Five implementations across Uganda, Mozambique, and Malawi. Every one taught me something the documentation missed.
The schema is thorough. The codelists are comprehensive. What you won't find: which decisions will haunt you eighteen months in.
This is the checklist I wish someone had handed me before my first implementation.
1. Before You Touch the Data
☐ Map the system owners
You need data from procurement, finance, project management, sometimes land registries. Each system has a different owner, different access rules, different politics.
I lost three months on the Uganda GPP integration because we didn't realize the finance system required ministerial sign-off for API access. That conversation should have happened in week one.
Action: List every source system. Name the person who controls access. Schedule meetings before you scope the technical work.
☐ Commit to an update frequency
Real-time sounds impressive. It's expensive and fragile. Daily batches are simpler and sufficient for oversight use cases.

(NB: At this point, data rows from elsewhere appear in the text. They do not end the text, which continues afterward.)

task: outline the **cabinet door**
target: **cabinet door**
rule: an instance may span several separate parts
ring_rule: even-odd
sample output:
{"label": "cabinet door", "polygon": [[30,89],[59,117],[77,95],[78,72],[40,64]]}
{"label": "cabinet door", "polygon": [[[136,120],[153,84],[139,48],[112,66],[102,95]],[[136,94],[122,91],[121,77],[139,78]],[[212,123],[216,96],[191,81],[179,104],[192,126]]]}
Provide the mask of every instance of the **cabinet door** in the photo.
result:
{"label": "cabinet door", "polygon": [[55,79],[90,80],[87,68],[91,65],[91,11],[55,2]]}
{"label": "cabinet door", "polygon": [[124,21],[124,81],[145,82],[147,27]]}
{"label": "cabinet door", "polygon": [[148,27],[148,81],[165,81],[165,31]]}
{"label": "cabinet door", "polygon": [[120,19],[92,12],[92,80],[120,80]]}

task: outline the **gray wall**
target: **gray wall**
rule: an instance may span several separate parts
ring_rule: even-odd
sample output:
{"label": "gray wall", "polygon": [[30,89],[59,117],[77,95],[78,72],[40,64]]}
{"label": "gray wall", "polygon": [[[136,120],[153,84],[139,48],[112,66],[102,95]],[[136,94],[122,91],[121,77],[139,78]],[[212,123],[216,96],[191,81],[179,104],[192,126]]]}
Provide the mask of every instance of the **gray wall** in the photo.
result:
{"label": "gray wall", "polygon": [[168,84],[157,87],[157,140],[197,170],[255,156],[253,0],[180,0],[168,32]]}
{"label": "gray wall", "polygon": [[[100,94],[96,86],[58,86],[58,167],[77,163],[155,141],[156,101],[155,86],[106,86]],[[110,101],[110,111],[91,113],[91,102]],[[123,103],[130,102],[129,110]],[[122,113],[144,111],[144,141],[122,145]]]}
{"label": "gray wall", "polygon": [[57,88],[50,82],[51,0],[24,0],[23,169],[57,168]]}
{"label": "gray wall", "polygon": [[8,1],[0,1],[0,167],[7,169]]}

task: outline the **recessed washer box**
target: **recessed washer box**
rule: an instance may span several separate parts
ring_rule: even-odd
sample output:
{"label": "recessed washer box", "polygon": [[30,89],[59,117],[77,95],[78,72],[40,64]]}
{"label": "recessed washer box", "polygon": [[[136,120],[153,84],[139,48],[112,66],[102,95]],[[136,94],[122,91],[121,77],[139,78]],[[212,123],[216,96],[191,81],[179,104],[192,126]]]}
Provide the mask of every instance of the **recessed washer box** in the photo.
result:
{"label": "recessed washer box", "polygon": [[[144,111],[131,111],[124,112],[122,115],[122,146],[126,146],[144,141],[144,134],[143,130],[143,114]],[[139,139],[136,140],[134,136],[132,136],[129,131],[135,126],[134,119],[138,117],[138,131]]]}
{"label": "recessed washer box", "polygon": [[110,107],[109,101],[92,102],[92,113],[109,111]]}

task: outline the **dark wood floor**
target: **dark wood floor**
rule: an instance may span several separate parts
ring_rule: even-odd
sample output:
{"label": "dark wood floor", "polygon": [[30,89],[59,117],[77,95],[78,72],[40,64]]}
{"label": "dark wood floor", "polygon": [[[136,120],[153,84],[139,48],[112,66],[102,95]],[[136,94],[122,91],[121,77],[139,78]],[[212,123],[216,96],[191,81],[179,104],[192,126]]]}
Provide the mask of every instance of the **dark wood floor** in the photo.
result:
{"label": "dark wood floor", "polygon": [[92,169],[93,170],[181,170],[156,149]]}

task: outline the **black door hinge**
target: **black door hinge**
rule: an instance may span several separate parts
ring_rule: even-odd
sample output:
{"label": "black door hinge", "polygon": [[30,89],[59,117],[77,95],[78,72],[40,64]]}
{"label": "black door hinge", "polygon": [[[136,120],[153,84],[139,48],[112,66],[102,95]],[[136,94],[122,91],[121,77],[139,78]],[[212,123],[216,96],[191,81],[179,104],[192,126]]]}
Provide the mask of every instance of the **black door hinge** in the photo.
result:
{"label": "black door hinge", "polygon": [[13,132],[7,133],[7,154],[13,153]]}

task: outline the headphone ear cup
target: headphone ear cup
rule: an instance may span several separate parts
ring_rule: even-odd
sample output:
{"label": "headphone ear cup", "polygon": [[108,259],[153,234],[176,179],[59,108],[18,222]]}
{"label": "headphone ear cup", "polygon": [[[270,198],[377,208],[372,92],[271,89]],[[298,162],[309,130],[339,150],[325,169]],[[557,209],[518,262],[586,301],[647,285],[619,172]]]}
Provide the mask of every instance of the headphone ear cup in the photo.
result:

One implementation I inherited in East Africa promised real-time updates but built batch infrastructure. The team spent a year retrofitting something that should have been designed from the start.
Action: Write down your frequency commitment. Get sign-off from stakeholders. Design your architecture to match.

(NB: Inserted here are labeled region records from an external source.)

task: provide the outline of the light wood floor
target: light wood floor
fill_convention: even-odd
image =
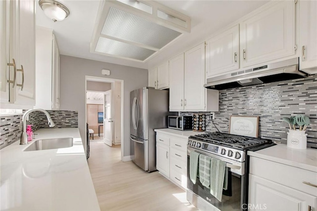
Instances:
[[[197,210],[186,200],[185,191],[158,171],[121,162],[120,150],[120,145],[90,143],[88,165],[102,211]]]

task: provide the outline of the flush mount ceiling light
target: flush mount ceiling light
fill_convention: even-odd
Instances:
[[[91,52],[145,62],[182,34],[190,18],[152,0],[101,1]]]
[[[39,4],[45,15],[54,22],[62,21],[69,15],[66,6],[53,0],[40,0]]]

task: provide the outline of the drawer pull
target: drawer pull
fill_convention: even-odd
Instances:
[[[176,176],[174,176],[174,178],[175,178],[175,179],[176,179],[177,180],[179,181],[180,182],[181,182],[181,181],[180,180],[180,179],[179,179],[179,178],[178,178],[177,177],[176,177]]]
[[[305,181],[303,181],[303,183],[304,184],[307,184],[307,185],[310,185],[310,186],[313,186],[313,187],[316,187],[316,188],[317,188],[317,185],[315,185],[315,184],[312,184],[312,183],[311,183],[310,182],[305,182]]]

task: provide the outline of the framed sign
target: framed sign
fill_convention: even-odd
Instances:
[[[236,135],[258,137],[259,117],[230,116],[229,133]]]

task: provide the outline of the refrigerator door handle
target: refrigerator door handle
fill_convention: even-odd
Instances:
[[[144,142],[143,142],[142,141],[137,141],[136,140],[131,138],[131,137],[130,137],[130,138],[131,139],[131,140],[132,140],[132,141],[135,141],[136,142],[140,143],[140,144],[144,144]]]
[[[135,98],[135,104],[136,104],[137,106],[137,117],[136,117],[136,119],[137,119],[137,122],[135,124],[135,129],[138,129],[138,126],[139,125],[139,102],[138,102],[138,98]]]
[[[136,97],[133,98],[133,103],[132,105],[132,123],[133,123],[133,128],[134,129],[136,129],[136,127],[135,125],[135,101]]]

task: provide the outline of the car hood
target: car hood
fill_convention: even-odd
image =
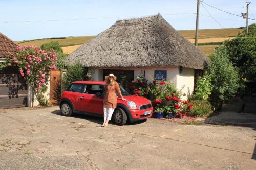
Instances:
[[[127,105],[127,101],[133,101],[136,104],[137,107],[139,107],[141,105],[151,104],[151,103],[147,99],[136,95],[124,96],[123,96],[123,98],[127,99],[127,101],[122,101],[121,98],[119,98],[117,102]]]

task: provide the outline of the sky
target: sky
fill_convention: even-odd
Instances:
[[[256,17],[251,0],[249,18]],[[120,19],[160,13],[177,30],[196,28],[197,0],[0,0],[0,32],[14,41],[96,35]],[[203,0],[241,16],[246,1]],[[203,4],[204,7],[202,4]],[[200,4],[199,29],[239,28],[246,19]],[[207,11],[209,13],[207,12]],[[214,18],[214,20],[211,16]],[[249,24],[256,23],[249,20]]]

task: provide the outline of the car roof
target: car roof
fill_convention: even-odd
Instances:
[[[106,82],[103,81],[78,81],[73,83],[79,84],[106,84]]]

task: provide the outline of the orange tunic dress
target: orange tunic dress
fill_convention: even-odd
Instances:
[[[116,93],[118,93],[118,96],[122,97],[122,93],[118,83],[114,82],[113,85],[106,85],[105,89],[105,98],[103,101],[103,107],[107,108],[116,108],[117,99]]]

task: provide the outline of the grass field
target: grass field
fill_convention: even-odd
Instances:
[[[233,38],[239,32],[242,32],[243,31],[243,29],[236,28],[199,30],[198,42],[222,42],[228,39]],[[195,42],[195,30],[181,30],[178,31],[192,43]],[[15,41],[15,42],[21,46],[32,45],[36,47],[39,47],[44,43],[57,41],[62,46],[64,52],[70,54],[81,46],[81,44],[95,37],[95,36],[68,37],[66,37],[66,38],[48,38],[25,41]],[[212,52],[214,48],[218,46],[218,45],[202,45],[199,46],[198,47],[206,55],[208,55]]]
[[[59,43],[61,46],[73,46],[74,45],[81,44],[94,38],[95,36],[81,36],[81,37],[68,37],[65,39],[44,39],[33,40],[30,41],[15,41],[15,42],[22,46],[33,45],[36,47],[39,47],[45,43],[51,42],[53,41],[56,41]]]
[[[238,33],[244,29],[205,29],[198,31],[198,38],[212,38],[236,37]],[[187,39],[195,39],[195,30],[181,30],[179,32]]]

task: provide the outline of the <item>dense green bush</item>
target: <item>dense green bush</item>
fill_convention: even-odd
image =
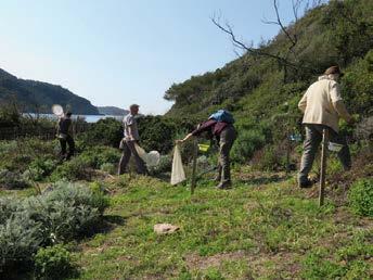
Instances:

☐ Identify your maintainer
If the answer is "a contractor we haven't hired yet," stop. Find that person now. Train them during implementation, not after.
The Malawi system I built was maintained by a junior developer we brought on in month two. By launch, she knew it better than I did. That's the model.
Action: Hire or assign your maintainer before month three. Pair them with your implementation lead for the duration.
☐ Define minimum viable disclosure
You cannot publish everything in version one. Pick the fields that matter to your users.
For oversight bodies, that's usually: contracting parties, contract values, key dates, and amendments. Ship that. Add complexity later.
Action: Interview three target users. Ask what data they need to do their job. Scope version one to those fields only.
2. Data Mapping
This is where teams lose months. Source data in one format, OC4IDS expects another. The gap looks small until you start working.
☐ Solve the identifier problem
OC4IDS wants persistent identifiers for organizations, projects, and contracts. Your source systems use different IDs, or no IDs at all.
I've seen project databases where the "unique identifier" was the project name, with twelve different spellings of the same ministry.
Action: Audit your source identifiers before writing transformation code. Build a reconciliation table that maps source IDs to canonical OC4IDS identifiers. Budget two weeks for this.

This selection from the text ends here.